In any action . . . to recover . . . liquidated damages, under the [FLSA]. . . , if the employer shows to the satisfaction of the court that the act or omission giving rise to such action was in good faith and that he had reasonable grounds for believing that his act or omission was not a violation of the [FLSA] . . . , the court may, in its sound discretion, award no liquidated damages . . . .

[14] In view of this determination, we find it unnecessary to reach the Agency’s exception arguing that the Arbitrator’s failure to apply the substantive recovery limitations imposed by § 255(a) is based on a nonfact.

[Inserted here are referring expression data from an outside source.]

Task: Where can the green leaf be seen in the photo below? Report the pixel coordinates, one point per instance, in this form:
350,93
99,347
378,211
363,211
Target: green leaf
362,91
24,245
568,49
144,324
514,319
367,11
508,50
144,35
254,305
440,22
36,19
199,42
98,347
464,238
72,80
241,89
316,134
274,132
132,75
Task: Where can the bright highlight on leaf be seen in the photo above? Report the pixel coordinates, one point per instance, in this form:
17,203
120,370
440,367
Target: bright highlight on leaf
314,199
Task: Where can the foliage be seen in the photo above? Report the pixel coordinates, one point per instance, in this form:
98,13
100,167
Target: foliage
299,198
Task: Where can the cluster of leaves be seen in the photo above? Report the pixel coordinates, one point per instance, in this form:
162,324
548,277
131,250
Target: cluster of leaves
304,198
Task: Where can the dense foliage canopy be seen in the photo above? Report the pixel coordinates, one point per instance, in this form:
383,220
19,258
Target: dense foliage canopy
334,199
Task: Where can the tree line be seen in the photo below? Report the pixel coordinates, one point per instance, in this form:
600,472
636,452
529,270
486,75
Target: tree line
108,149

[15] In view of this determination, we find it unnecessary to reach the Agency’s exceptions arguing that the Arbitrator’s award of interest is based on a nonfact and exceeded the Arbitrator’s authority.  In addition, as stated previously, the Agency filed a supplemental exception, arguing that a recent Authority decision “confirmed” that the BPA does not apply to the Agency in the circumstances of this case, which provides an additional reason for setting aside the award of interest.  Supplemental Exception at 4 (citing U.S. Dep’t of Transp., Fed. Aviation Admin., 65 FLRA 325 (2010)).  Because we have set aside the award of interest, we find it unnecessary for the Authority to consider the supplemental exception or determine whether it is properly before us.

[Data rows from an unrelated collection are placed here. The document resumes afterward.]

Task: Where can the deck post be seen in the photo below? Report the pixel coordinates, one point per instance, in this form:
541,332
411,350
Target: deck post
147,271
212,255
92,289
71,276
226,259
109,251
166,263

*  The Agency’s acknowledgement of its underpayments also undercuts its reliance on § 255(a).  The Agency admits that it miscalculated employee compensation and owed employees backpay.  In similar circumstances, courts have concluded that acknowledgment of financial liability revives a party’s liability, renewing any applicable statute of limitations such that otherwise untimely claims regarding the liability are timely.  For example, in United Rubber Workers v. Great American Industries, Inc., 479 F. Supp. 216 (S.D.N.Y. 1979), the union filed a lawsuit alleging violations of the parties’ CBA in failing to compensate employees for vacation pay.  The employer asserted that the claim was barred by the statute of limitations.  The court held that the union’s claim was timely because the employer had sent a letter to the union acknowledging its obligations under the CBA.  In the court’s view, this acknowledgment revived the employer’s liability and renewed the limitations period such that the statute of limitations did not bar recovery.  Id. at 227.  In view of such decisions, the editors of The Fair Labor Standards Act now suggest that the general doctrine regarding waiver of the statute of limitations and revival of liability by an employer’s acknowledgment of liability applies to FLSA claims.  The Fair Labor Standards Act, 18-65 (Ellen C. Kearns ed., 2d ed. 2010).  Applying these principles here would provide a basis for finding the grievance timely even under the Agency’s theory of the case.  Specifically, the Agency’s notification in 2009 acknowledging that it had miscalculated employee compensation and stating its intent to remedy the miscalculation would preclude the Agency from asserting that § 255(a) barred the recovery sought in the grievance and ordered by the Arbitrator.